# Track Center Distances



## StanleyAmes (Jan 3, 2008)

We are thinking on building a Large Scale module and was wondering if the track center discances wrer generally the same between different module groups.

How do these centerlines compare with the normal Aristo and LGB track centerlines. I ask because we we switches from 1:22.5 to 1:20.3 on our layout, we have to increase the minimum distances to 7 inches to allow two K27s to pass.

Stan


----------



## Greg Elmassian (Jan 3, 2008)

Most clubs try to base centerlines on worst case, 1:20.3... I think the K27 is one of the good clearance checkers... 

Greg


----------



## fyrekop (Sep 20, 2011)

The rule of thumb I got (from Greg and Dirk C) was 9" on center for parallel tracks. Have been playing with a couple of Aristo and Bachmann cars and that seems to work on 10' radius, or larger, curves. Also meets the measurements that Greg sent me for a double cross-over.


----------



## BigRedOne (Dec 13, 2012)

I determined this with LGB by taking the difference in radii between R1 and R2 - the only two close concentric circles in the LGB line. It's roughly 7.1 inches. 

Since if I want to have adjascent parallel curves in sectional track I'll be stuck to that figure, I take it as my center-to-center spacing. I also use it as the width of my right-of-way - the exterior clearance outside the centerline is therefore 3.5". 

So far this has worked, including clearance for signals - but I don't have any big equipment or 1:20.3 scale. Generally the tighter the curve the smaller the equipment, and that helps.


----------



## Gary Armitstead (Jan 2, 2008)

These charts I've used for years.

http://www.urbaneagle.com/datrains/index.html


----------



## steam5 (Jun 22, 2008)

Stan 

This thread may help as well 

http://www.mylargescale.com/Community/Forums/tabid/56/aff/9/aft/126411/afv/topic/Default.aspx 

Alan


----------



## SD90WLMT (Feb 16, 2010)

Stan, will you and your group ever be considering something like a K-36 or K-37 perhaps... 

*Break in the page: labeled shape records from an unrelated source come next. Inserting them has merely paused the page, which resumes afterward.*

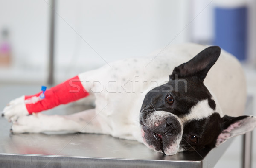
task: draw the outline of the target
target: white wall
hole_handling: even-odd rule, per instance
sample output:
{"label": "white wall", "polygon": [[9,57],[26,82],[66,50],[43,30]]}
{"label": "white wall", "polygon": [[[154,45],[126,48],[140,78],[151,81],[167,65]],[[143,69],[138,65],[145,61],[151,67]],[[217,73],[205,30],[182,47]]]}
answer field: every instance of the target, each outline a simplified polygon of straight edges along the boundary
{"label": "white wall", "polygon": [[[188,41],[188,30],[183,30],[189,22],[187,2],[58,0],[57,80],[106,62],[146,56],[171,41]],[[0,69],[1,79],[45,80],[50,8],[47,3],[50,4],[49,0],[0,2],[0,28],[7,26],[10,30],[15,62],[13,68]]]}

They just keep getting bigger !! ? ... just asking, they were not mentioned yet?!!! 

Dirk


----------



## NTCGRR (Jan 2, 2008)

If I remember right the K20somethings have a 6.5" plow One my RR 8" works for Garden Metal models cat walks and to my knowlegde with all the visiting trains none have clipped each other. 20' dia


----------



## todd55whit (Jan 2, 2008)

Hi Stan my NHGRS modules mainlines are 4" and 11 3/8" on center.


----------